La questione Tav tiene sospeso il governo, con lo scontro aperto tra Movimento 5 Stelle e Lega. Oggi sul tema interviene anche il presidente della Camera ed esponente di spicco pentastellato, Roberto Fico, che spiega come il no all’alta velocità Torino-Lione sia una “battaglia identitaria del Movimento”: “Nel 2005 la prima riunione dei meetup che nascevano fu fatta a Torino perché quel giorno c'era la grande manifestazione per dire no alla Tav. Eravamo un centinaio di persone, oggi alcuni non ci sono, c'era anche Beppe Grillo, finì la riunione e andammo tutti alla manifestazione No Tav”. Fico sottolinea che “non era un'idea ideologica o per dire no a qualcosa, era per dire di cambiare rotta rispetto a opere che non servono e non servivano, con documenti concreti e sostanziali”.

La crisi di governo non è comunque un tema su cui si vuole soffermare Fico: “Non parlo del voto, la questione del voto non sta mai a me dirla, la legislatura è saldamente in piedi, c’è la nostra Carta costituzionale, la nostra Repubblica e semmai avverrà qualcosa la parola passerà sempre al presidente della Repubblica, non al presidente della Camera. In ogni caso si sta andando avanti, i provvedimenti sono agli atti, lunedì si continua il lavoro assolutamente normale”. Chi proprio non vede una crisi di governo, al momento, è Davide Casaleggio, che parla coi giornalisti a Milano: “Non penso ci sia una crisi di governo”, afferma.

Come lui la pensa anche il ministro delle Politiche agricole, Gian Marco Centinaio: “La Tav non può mettere in crisi il governo. Penso che il governo non sia a rischio”, afferma a Tgcom24. “Stiamo andando bene con vari progetti e non penso che la Tav possa mettere in crisi un governo. Ormai per gli italiani questa cosa della Tav sembra la diatriba su Mazzola e Rivera o su Coppi e Bartali. Oltre alla problematica della Tav l'Italia ha bisogno di vere infrastrutture”. A cui si aggiunge, poco dopo, anche Matteo Salvini: "Noi regaliamo agli italiani 5 anni di Governo.

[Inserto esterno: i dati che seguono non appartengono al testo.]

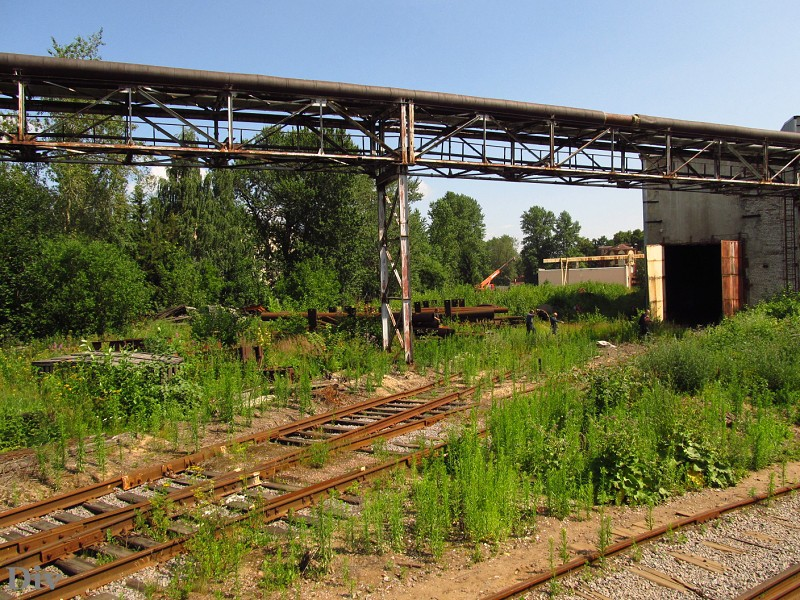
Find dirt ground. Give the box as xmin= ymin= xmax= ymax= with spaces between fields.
xmin=0 ymin=345 xmax=800 ymax=600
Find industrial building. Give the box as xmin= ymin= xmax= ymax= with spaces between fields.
xmin=643 ymin=117 xmax=800 ymax=325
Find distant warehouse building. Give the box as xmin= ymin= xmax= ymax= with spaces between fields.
xmin=643 ymin=117 xmax=800 ymax=325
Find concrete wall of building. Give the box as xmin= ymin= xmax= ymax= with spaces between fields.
xmin=539 ymin=267 xmax=630 ymax=287
xmin=644 ymin=190 xmax=798 ymax=304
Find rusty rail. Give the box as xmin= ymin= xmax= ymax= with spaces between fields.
xmin=0 ymin=377 xmax=453 ymax=528
xmin=481 ymin=483 xmax=800 ymax=600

Non c'è nessuna crisi in vista".

"Sulla Tav la situazione si sta risolvendo positivamente. Quindi ora parliamo di altro e andiamo avanti". Lo afferma il vicepremier Luigi Di Maio su Facebook. "Le "teste dure" o frasi come "vediamo chi va fino in fondo" non mi appartengono, sono folklore che non fa bene all'Italia. Siamo stati eletti per servire gli italiani ed è quello che faremo con responsabilità", ha aggiunto Di Maio.

La lettera di Palazzo Chigi: sì ai bandi con dissolvenza

Palazzo Chigi ha inviato alla Telt una lettera per autorizzare l’approvazione dei bandi, con la clausola di dissolvenza motivata dalla ridiscussione del progetto tra Italia e Francia, secondo quanto riporta Il Sole 24 Ore. Il governo però precisa che si va ugualmente “verso il rinvio: lunedì non ci saranno i bandi”.

Le imprese e il Pd contro il governo

Le imprese si dicono pronte ad azioni legali nel caso in cui lunedì non dovessero partire i bandi della Tav, secondo quanto fatto sapere dalle associazioni al termine dell’incontro con i parlamentari piemontesi. Le categorie produttive stanno considerando “tutte le azioni esperibili nell'ipotesi in cui non venissero pubblicati i bandi nei termini previsti, oppure messe in atto procedure volte a rallentare o contrastare il corretto completamento dell'iter necessario alla realizzazione dell'opera”.

Dal Pd si fa invece sentire il capogruppo alla Camera, Graziano Delrio: “Conte, Salvini e Di Maio stanno distruggendo la credibilità dell'Italia. È un atteggiamento assolutamente irresponsabile che crea danni all'economia, all'occupazione, al sistema produttivo e all'affidabilità internazionale. Salvini è corresponsabile del blocco degli investimenti pubblici, se ha un minimo di dignità deve ammettere che in questi nove mesi ha fatto perdere tempo al paese, lui per primo, e che questo esperimento di governo è meglio che venga subito smontato”.